An employee of a Beijing-based AI company who studied at Tsinghua University, which has close links to the People’s Liberation Army and Beijing’s intelligence apparatus, has been identified as the person likely to have established the emerging operation.

“The network is increasingly engaging in political discourse, but most accounts remain dormant,” the report states in findings that have already been shared with various federal government agencies.

‘Green Cicada’ accounts could be staged to disrupt US election

While the Green Cicada Network predominantly engages with US political and cultural issues, it has also been observed amplifying hot-button political issues in Australia, the UK, Western Europe, India, Japan and other democratic countries.

“We observed limited amplification of Australia-specific issues and posting from purportedly Australian personas. Amplified issues include support or opposition to political candidates, nuclear energy, economics, housing, migration, protests and foreign policy,” CyberCX found.

“Here we have a fake network that is infiltrating our democratic discourse and trying not necessarily to support one side or the other of these debates, but trying to drive a wedge [between] sides of this debate, trying to deepen division and deepen polarisation,” spokesperson Katherine Mansted said.

According to CyberCX, the network “may plausibly be staged to interfere in the upcoming presidential election,” with the company saying it has observed it “improving operational execution over time and sharply increase activity since July 2024”.

The cluster of up to 8,000 unauthentic accounts is considered one of the largest publicly exposed to date and may be the first significant China-related information operation to use generative AI at the core of its activities.

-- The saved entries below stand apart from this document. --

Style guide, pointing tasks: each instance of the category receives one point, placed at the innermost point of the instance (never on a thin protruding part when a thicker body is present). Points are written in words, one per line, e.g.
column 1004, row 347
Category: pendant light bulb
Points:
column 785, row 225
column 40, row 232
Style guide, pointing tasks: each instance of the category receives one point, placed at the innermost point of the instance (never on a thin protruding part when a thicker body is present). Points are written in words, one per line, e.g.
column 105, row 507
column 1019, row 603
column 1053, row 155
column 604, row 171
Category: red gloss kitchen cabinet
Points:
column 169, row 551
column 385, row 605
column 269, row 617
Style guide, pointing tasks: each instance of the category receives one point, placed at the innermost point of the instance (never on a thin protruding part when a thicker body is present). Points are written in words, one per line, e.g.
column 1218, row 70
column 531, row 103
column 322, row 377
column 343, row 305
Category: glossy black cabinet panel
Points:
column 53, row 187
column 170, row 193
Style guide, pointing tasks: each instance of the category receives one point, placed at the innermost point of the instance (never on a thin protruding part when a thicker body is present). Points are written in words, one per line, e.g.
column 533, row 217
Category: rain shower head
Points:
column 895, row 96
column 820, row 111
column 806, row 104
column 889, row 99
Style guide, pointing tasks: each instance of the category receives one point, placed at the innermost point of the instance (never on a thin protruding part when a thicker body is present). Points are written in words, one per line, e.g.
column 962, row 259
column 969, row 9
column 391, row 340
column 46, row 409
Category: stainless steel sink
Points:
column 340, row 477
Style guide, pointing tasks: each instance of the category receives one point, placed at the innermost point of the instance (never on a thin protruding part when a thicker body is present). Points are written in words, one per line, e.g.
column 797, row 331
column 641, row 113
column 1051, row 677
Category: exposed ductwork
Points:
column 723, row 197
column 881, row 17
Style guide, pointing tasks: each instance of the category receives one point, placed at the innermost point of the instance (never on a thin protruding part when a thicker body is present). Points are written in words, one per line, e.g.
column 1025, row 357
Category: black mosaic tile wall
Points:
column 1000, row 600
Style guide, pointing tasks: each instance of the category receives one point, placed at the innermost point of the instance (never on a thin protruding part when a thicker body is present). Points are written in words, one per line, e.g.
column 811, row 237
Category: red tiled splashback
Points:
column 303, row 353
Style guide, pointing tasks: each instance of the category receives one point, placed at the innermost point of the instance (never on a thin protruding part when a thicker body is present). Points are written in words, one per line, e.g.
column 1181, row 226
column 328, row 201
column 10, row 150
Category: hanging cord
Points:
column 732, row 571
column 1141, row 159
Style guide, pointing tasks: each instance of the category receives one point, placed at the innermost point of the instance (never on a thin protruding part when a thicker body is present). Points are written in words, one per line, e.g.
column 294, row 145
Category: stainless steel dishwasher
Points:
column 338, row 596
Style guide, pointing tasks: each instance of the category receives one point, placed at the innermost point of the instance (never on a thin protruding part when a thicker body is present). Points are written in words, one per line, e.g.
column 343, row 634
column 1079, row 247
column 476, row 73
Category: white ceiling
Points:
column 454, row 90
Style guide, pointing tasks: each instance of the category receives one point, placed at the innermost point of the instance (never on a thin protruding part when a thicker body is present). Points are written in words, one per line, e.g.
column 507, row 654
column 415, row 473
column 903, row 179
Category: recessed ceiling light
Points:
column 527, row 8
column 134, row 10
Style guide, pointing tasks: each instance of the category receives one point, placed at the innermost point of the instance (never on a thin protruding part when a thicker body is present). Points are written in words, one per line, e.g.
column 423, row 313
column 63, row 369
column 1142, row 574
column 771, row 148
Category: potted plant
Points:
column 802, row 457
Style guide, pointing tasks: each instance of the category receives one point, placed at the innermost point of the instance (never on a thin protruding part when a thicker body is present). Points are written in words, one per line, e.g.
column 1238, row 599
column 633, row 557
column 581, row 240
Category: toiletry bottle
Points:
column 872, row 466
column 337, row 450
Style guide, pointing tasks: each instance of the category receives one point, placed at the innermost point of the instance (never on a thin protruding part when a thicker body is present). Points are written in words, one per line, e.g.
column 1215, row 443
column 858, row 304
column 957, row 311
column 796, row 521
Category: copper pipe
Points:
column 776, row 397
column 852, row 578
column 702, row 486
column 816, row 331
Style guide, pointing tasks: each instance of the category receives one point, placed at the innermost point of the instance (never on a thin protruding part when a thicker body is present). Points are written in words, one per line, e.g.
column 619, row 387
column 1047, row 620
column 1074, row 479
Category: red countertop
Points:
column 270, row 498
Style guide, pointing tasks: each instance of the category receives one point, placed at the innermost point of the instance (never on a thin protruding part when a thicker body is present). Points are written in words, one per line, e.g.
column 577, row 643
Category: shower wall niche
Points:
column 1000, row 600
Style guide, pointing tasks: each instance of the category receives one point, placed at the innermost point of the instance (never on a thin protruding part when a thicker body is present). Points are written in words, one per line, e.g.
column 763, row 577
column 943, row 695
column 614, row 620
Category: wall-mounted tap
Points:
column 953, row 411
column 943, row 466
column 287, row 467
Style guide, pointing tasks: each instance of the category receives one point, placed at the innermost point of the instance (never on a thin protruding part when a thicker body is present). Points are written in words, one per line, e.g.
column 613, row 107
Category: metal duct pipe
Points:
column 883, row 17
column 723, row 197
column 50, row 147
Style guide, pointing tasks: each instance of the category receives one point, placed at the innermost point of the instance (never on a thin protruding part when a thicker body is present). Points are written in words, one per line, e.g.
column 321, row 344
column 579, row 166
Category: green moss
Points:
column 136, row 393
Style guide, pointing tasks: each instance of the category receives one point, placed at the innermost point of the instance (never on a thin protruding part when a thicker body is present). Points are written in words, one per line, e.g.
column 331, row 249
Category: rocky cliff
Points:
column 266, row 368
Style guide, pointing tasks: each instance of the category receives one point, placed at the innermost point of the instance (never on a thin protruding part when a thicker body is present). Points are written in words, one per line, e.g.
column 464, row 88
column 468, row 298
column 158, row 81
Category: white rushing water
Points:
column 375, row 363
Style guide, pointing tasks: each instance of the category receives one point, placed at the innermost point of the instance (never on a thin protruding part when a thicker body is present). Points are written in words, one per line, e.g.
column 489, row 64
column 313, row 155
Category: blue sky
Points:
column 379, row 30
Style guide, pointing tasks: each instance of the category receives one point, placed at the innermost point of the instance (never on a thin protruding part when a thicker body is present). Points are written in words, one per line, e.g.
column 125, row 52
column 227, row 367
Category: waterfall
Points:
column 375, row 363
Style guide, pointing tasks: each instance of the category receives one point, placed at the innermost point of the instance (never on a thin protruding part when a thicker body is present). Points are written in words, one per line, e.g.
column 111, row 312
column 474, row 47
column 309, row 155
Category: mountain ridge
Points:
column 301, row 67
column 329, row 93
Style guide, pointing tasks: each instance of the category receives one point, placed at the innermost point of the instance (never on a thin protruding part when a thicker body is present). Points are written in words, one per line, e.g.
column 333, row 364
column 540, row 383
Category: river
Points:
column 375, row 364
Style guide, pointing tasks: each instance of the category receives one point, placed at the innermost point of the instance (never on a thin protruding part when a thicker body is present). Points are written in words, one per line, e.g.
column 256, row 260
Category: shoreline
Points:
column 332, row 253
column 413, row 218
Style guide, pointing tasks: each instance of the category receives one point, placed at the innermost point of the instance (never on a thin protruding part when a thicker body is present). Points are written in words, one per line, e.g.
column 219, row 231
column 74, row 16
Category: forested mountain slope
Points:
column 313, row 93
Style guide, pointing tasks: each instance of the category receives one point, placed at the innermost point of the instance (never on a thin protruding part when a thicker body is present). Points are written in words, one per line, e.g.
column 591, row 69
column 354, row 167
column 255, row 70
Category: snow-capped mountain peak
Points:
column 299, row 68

“We assess that if the full scale of available accounts were engaged, they could successfully amplify polarising content to sow division and undermine trust in civil institutions,” the report concludes.

A number of the accounts were identified by forcing malfunctions using prompt injections, which override an AI model’s original instructions.

Screenshots of tweets showing the same text beginning "as an AI language model".

A number of Green Cicada AI accounts were identified by causing malfunctions using a method known as prompt injection.(CyberCX)

Analysis of a cluster of Green Cicada accounts found the account they most frequently engaged with was that of X’s owner, Elon Musk.

Last month, Australia and key regional partners accused a Chinese spy agency of cyber espionage, targeting government and business networks, in a large-scale operation that involved stealing hundreds of usernames and passwords.